Komersialisasi pendidikan untuk masuk SMU di Medan akhirnya semakin
kental di permukaan. Kepala sekolah bersikap tidak malu-malu kucing lagi
kejar trip ‘merampok uang masuk siswa’. Alasan yang santer disebutkan
kepala sekolah adalah demi membayar kewajiban setor kepada Rahudman
Harahap. Buktinya, pada tanggal 5 Mei 2013
kemarin, seorang kepala sekolah Negeri di Medan menyatakan cemas akan
jabatan struktural di sekolah-sekolah karena terindikasi berbau
jual-beli sejak 2 tahun lalu. Menurut kepala sekolah yang akhirnya
dimutasi itu, seseorang
yang ingin menjabat kepala sekolah atau bertahan di posisinya,
berkewajiban
‘setor’ kepada Rahudman Harahap tanpa memandang prestasi apapun. Bahhhhh, benarkah..?
Kesehatan
Pada
sisi kesehatan Rahudman tetap sesumbar menampakkan sikap yang lebih
‘garang’. Mungkin jadi dilatarbelakangi tekad sosialisasi pola hidup sehat,
kondisi fisik pribadi yang selalu prima atau bahkan kesedihan hati
tatkala mengetahui orang sakit susah berobat. Dia menegaskan, akan ada
Puskesmas khusus di seluruh kecamatan yang mampu menerima pasien rawat
inap dan beroperasi selama 24 jam. Sementara golongan Puskesmas biasa,
standard dan tipe A diwajibkan melayani masyarakat hingga pukul 18.00
WIB. “Guna memberi hak-hak sehat bagi semua orang. Sehingga yang
miskin pun berkesempatan datang ke Puskesmas. Untuk mewujudkan semua itu
kita butuh ketersediaan tenaga medis atau administrasi Puskesmas,”

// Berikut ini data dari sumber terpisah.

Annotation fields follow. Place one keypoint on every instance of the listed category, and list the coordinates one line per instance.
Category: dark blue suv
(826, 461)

terang Bapak dari Dedy Harahap, Linda Mora Harahap, Roby Harahap, Ahmad
Taufik Harahap dan Dinda Rahayu Harahap.
Efektivitas pelayanan
Jamkesmas dan Jamkesda juga disebut Rahudman bakal digenjot serius.
Kemudian diikuti dengan peningkatan sarana dan fasilitas pendukung
kesehatan. “Kita akan melengkapi Puskesmas maupun rumah sakit dengan
obat yang cukup, keberadaan kalangan dokter hingga penambahan jumlah SDM medis,” janji Rahudman. Namun fakta refleksinya di Medan kurun waktu 2 tahun 10 bulan memimpin, tidak sedikit manajemen Puskesmas dan rumah sakit di Medan yang
kehabisan obat. Kesulitan tenaga medis sehingga akhirnya menolak atau merujuk pasien
yang berobat. Ironisnya lagi, program Jamkesmas dan Jamkesda juga tidak
jarang sulit direalisasikan. Warga miskin mengeluh karena rumah sakit selalu
menolak dengan alasan belum adanya anggaran yang dibayarkan pemerintah
Kota Medan.
Infrastruktur
Di bidang pembangunan infrastruktur, Rahudman juga tidak
menafikan begitu banyak persoalan infrastruktur Kota Medan yang sarat
persoalan serta membutuhkan penanganan berkesinambungan. Dia
mengungkapan, persoalan-persoalan itu masih jamak mendera jalanan umum,
pasar, sungai, drainase, rumah sakit, fasilitas publik, taman dan wisata
kota. “Jalan rusak segera diperbaiki, pasar semrawut ditata dan
meningkatkan berbagai sarana pendukung di Medan,” ucap Rahudman. Namun fakta refleksinya di Medan kurun waktu 2 tahun 10 bulan memimpin, banjir tetap saja terjadi kendati hujan turun cuma beberapa menit.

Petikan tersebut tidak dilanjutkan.